On Friday, throughout Day 12 of its “12 days of OpenAI,” OpenAI CEO Sam Altman introduced its newest AI “reasoning” fashions, o3 and o3-mini, which construct upon the o1 fashions launched earlier this 12 months. The corporate is just not releasing them but however will make these fashions accessible for public security testing and analysis entry right now.
The fashions use what OpenAI calls “non-public chain of thought,” the place the mannequin pauses to look at its inside dialog and plan forward earlier than responding, which you would possibly name “simulated reasoning” (SR)—a type of AI that goes past primary giant language fashions (LLMs).
The corporate named the mannequin household “o3” as a substitute of “o2” to keep away from potential trademark conflicts with British telecom supplier O2, in response to The Info. Throughout Friday’s livestream, Altman acknowledged his firm’s naming foibles, saying, “Within the grand custom of OpenAI being actually, really unhealthy at names, it’s going to be known as o3.”
In accordance with OpenAI, the o3 mannequin earned a record-breaking rating on the ARC-AGI benchmark, a visible reasoning benchmark that has gone unbeaten since its creation in 2019. In low-compute situations, o3 scored 75.7 p.c, whereas in high-compute testing, it reached 87.5 p.c—akin to human efficiency at an 85 p.c threshold.
OpenAI additionally reported that o3 scored 96.7 p.c on the 2024 American Invitational Arithmetic Examination, lacking only one query. The mannequin additionally reached 87.7 p.c on GPQA Diamond, which comprises graduate-level biology, physics, and chemistry questions. On the Frontier Math benchmark by EpochAI, o3 solved 25.2 p.c of issues, whereas no different mannequin has exceeded 2 p.c.
On Friday, throughout Day 12 of its “12 days of OpenAI,” OpenAI CEO Sam Altman introduced its newest AI “reasoning” fashions, o3 and o3-mini, which construct upon the o1 fashions launched earlier this 12 months. The corporate is just not releasing them but however will make these fashions accessible for public security testing and analysis entry right now.

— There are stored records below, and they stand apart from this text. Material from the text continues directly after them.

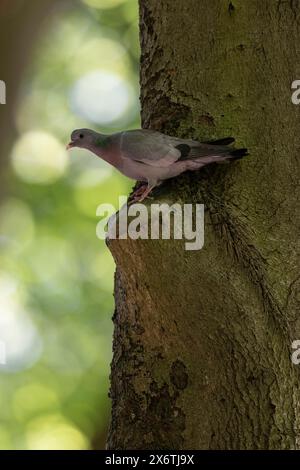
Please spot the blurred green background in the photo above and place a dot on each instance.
(56, 277)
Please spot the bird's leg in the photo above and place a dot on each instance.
(139, 191)
(142, 194)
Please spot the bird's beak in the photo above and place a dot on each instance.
(70, 145)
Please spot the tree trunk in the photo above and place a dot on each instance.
(202, 341)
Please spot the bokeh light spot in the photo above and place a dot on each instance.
(103, 4)
(38, 157)
(101, 97)
(53, 432)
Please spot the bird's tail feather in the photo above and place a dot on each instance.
(224, 141)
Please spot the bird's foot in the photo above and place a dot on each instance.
(141, 194)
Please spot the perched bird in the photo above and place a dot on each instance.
(152, 157)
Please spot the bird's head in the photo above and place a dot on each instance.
(83, 138)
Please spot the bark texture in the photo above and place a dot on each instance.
(202, 341)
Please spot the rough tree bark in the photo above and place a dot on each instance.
(202, 341)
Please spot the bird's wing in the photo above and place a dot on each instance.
(149, 147)
(156, 149)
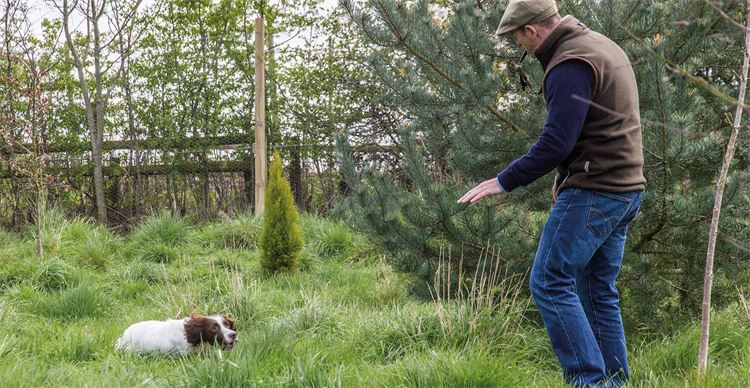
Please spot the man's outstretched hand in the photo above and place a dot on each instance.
(484, 189)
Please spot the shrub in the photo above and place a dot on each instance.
(280, 236)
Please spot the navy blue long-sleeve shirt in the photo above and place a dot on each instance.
(565, 118)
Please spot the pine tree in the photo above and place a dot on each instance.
(467, 115)
(280, 238)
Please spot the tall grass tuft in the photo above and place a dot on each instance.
(53, 275)
(163, 229)
(140, 271)
(488, 303)
(74, 303)
(239, 233)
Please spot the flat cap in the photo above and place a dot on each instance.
(523, 12)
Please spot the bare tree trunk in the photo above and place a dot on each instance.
(11, 7)
(713, 231)
(261, 175)
(95, 110)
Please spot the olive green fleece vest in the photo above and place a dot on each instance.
(608, 154)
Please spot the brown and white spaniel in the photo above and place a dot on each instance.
(179, 335)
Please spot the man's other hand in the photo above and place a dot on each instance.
(484, 189)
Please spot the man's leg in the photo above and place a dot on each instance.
(600, 299)
(564, 250)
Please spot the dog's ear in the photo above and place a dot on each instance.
(230, 322)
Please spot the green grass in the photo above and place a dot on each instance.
(346, 319)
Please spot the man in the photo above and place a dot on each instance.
(592, 135)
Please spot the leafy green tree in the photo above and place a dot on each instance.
(467, 115)
(280, 238)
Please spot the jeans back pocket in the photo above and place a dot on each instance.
(606, 211)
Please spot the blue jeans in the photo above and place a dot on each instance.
(573, 283)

The fashions use what OpenAI calls “non-public chain of thought,” the place the mannequin pauses to look at its inside dialog and plan forward earlier than responding, which you would possibly name “simulated reasoning” (SR)—a type of AI that goes past primary giant language fashions (LLMs).

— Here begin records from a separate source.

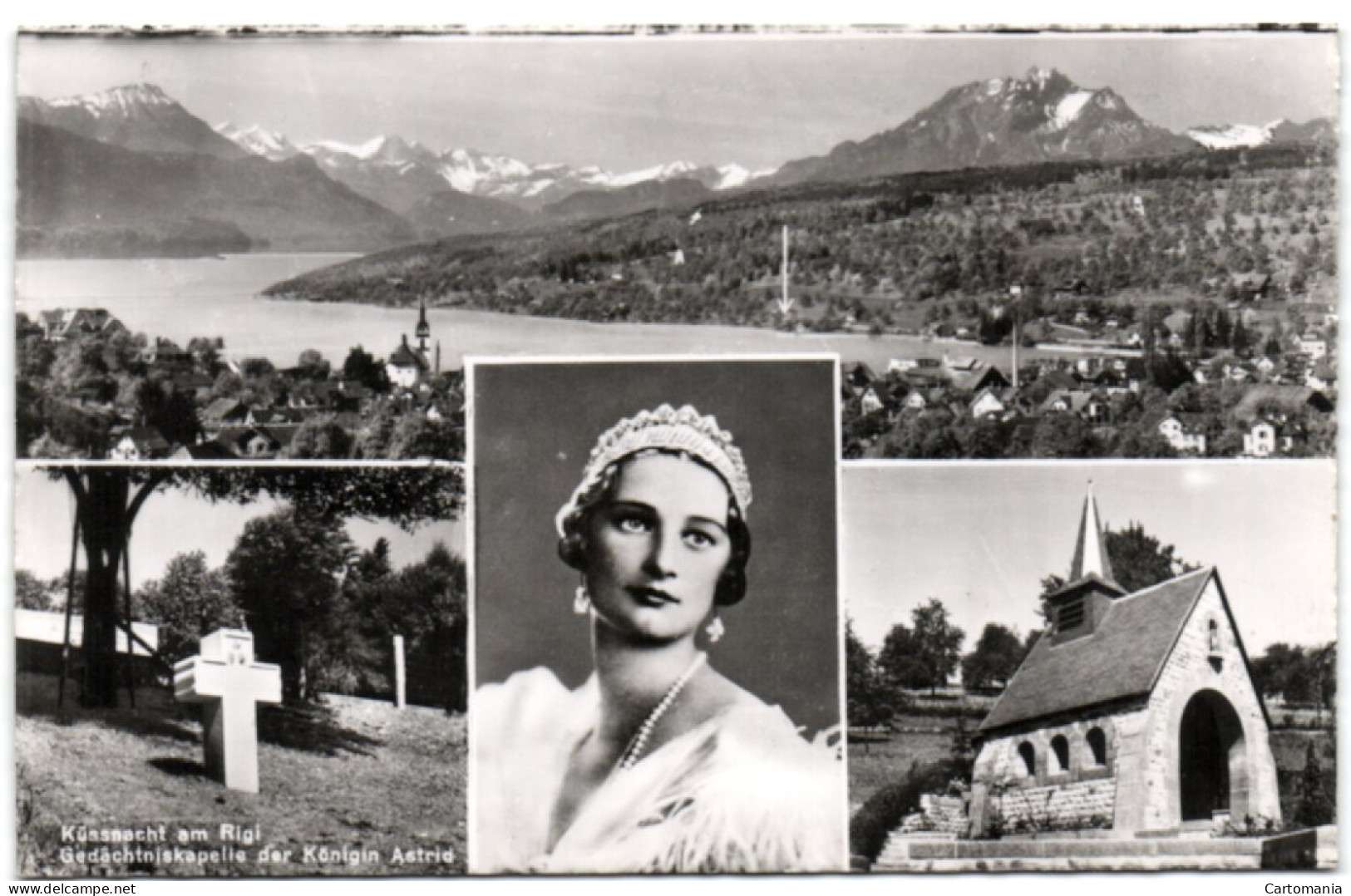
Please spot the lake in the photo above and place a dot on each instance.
(184, 298)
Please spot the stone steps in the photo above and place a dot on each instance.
(938, 854)
(1080, 864)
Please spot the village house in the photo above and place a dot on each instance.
(1312, 345)
(140, 444)
(60, 325)
(1135, 712)
(1262, 440)
(1180, 431)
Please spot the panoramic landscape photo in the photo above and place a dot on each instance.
(1061, 245)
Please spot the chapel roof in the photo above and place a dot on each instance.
(1122, 657)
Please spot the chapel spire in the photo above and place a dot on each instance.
(1089, 549)
(423, 332)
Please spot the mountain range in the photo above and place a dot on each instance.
(129, 170)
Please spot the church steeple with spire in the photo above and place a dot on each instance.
(1089, 549)
(423, 332)
(1076, 607)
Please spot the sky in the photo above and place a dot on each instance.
(175, 522)
(629, 101)
(979, 537)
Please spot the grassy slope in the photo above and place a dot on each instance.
(352, 773)
(873, 766)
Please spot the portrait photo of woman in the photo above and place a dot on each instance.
(657, 632)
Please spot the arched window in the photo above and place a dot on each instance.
(1028, 756)
(1061, 747)
(1097, 746)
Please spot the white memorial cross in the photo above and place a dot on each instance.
(229, 684)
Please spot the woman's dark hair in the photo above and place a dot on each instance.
(572, 545)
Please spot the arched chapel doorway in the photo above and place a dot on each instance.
(1212, 768)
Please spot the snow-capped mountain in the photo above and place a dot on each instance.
(400, 172)
(1231, 135)
(1277, 131)
(138, 116)
(1003, 121)
(270, 145)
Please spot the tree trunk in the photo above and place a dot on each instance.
(106, 518)
(103, 530)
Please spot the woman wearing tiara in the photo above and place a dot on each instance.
(658, 762)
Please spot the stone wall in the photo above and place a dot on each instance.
(1204, 662)
(1058, 807)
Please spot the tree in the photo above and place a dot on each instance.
(285, 570)
(927, 654)
(108, 500)
(899, 658)
(1063, 436)
(320, 438)
(365, 369)
(1139, 559)
(30, 592)
(994, 660)
(188, 602)
(417, 436)
(938, 641)
(868, 697)
(313, 364)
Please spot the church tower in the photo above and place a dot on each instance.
(1089, 550)
(423, 332)
(1077, 606)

The corporate named the mannequin household “o3” as a substitute of “o2” to keep away from potential trademark conflicts with British telecom supplier O2, in response to The Info. Throughout Friday’s livestream, Altman acknowledged his firm’s naming foibles, saying, “Within the grand custom of OpenAI being actually, really unhealthy at names, it’s going to be known as o3.”
In accordance with OpenAI, the o3 mannequin earned a record-breaking rating on the ARC-AGI benchmark, a visible reasoning benchmark that has gone unbeaten since its creation in 2019. In low-compute situations, o3 scored 75.7 p.c, whereas in high-compute testing, it reached 87.5 p.c—akin to human efficiency at an 85 p.c threshold.
OpenAI additionally reported that o3 scored 96.7 p.c on the 2024 American Invitational Arithmetic Examination, lacking only one query. The mannequin additionally reached 87.7 p.c on GPQA Diamond, which comprises graduate-level biology, physics, and chemistry questions. On the Frontier Math benchmark by EpochAI, o3 solved 25.2 p.c of issues, whereas no different mannequin has exceeded 2 p.c.